William A. Johnson Jr.,a native of Lynchburg and former mayor of Rochester, New York, will speak on The Resilience of the African American Male on Feb. 18 at 7 p.m. in Memorial Ballroom, Hall Campus Center, as part of Black History Month.
Founder and CEO of Strategic Community Intervention LLC, Johnsonhas been a tenured college professor, the mayor of one of the 100 largest cities in the US, and the CEO of a major nonprofit human services provider.
For 13 years, he was a professor of public policy and political science in Flint, Michigan and Rochester, N.Y. In June 2013, he retired as the Distinguished Professor of Public Policy and Urban Studies at the Rochester Institute of Technology. He taught courses and researched in the areas of urban planning, community economic development, US public policy, and municipal government restructuring.
From 1994 to 2005, he was the elected mayor and chief administrative officer of Rochester, the state’s third largest city. During his tenure, several initiatives in the areas of neighborhood development, citizen engagement, youth services and engagement, community-oriented policing and waterfront development achieved national recognition. Johnson is the first African-American to be elected mayor of any city in upstate New York, and is the first and only African-American to be a candidate for county executive in New York state (2003).
From 1972 to 1993, Johnson served as president and CEO of the Urban League of Rochester. His leadership transformed an agency on the brink of bankruptcy to one of the city’s most influential human service and community planning organizations.
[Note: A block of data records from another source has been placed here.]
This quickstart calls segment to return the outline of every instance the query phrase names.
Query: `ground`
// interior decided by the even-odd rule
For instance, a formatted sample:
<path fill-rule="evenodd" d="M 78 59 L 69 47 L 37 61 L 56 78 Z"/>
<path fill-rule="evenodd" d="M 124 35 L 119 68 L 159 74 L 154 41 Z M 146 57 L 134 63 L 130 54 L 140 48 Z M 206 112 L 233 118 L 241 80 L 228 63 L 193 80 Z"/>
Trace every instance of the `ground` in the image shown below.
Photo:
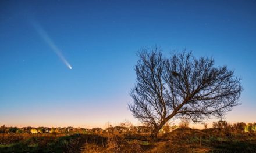
<path fill-rule="evenodd" d="M 256 152 L 256 133 L 181 128 L 159 134 L 1 134 L 0 152 Z"/>

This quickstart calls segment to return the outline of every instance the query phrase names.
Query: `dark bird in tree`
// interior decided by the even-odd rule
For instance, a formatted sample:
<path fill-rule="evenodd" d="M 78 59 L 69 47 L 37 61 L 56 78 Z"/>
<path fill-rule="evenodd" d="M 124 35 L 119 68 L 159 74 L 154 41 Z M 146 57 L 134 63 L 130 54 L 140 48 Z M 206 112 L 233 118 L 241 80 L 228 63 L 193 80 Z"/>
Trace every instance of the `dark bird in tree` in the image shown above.
<path fill-rule="evenodd" d="M 197 59 L 185 52 L 166 58 L 159 48 L 143 49 L 138 56 L 129 108 L 135 118 L 153 128 L 153 139 L 170 119 L 203 123 L 212 116 L 223 117 L 240 104 L 240 78 L 226 66 L 214 67 L 212 58 Z"/>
He also trained nine staff people who later became CEOs of Urban League affiliates or other agencies.
In 2012, he founded Strategic Community Intervention LLC, and his 14 associates practice in the areas of citizen engagement and community leadership development; government reform and modernization; and strategic repositioning and programmatic redesign.
Johnson is a graduate of Howard University in Washington DC, (B.A., ’65, M.A., ’67), the father of three adult daughters, grandfather of seven, and great-grandfather of two. He has been awarded honorary doctorates by four Rochester-area universities.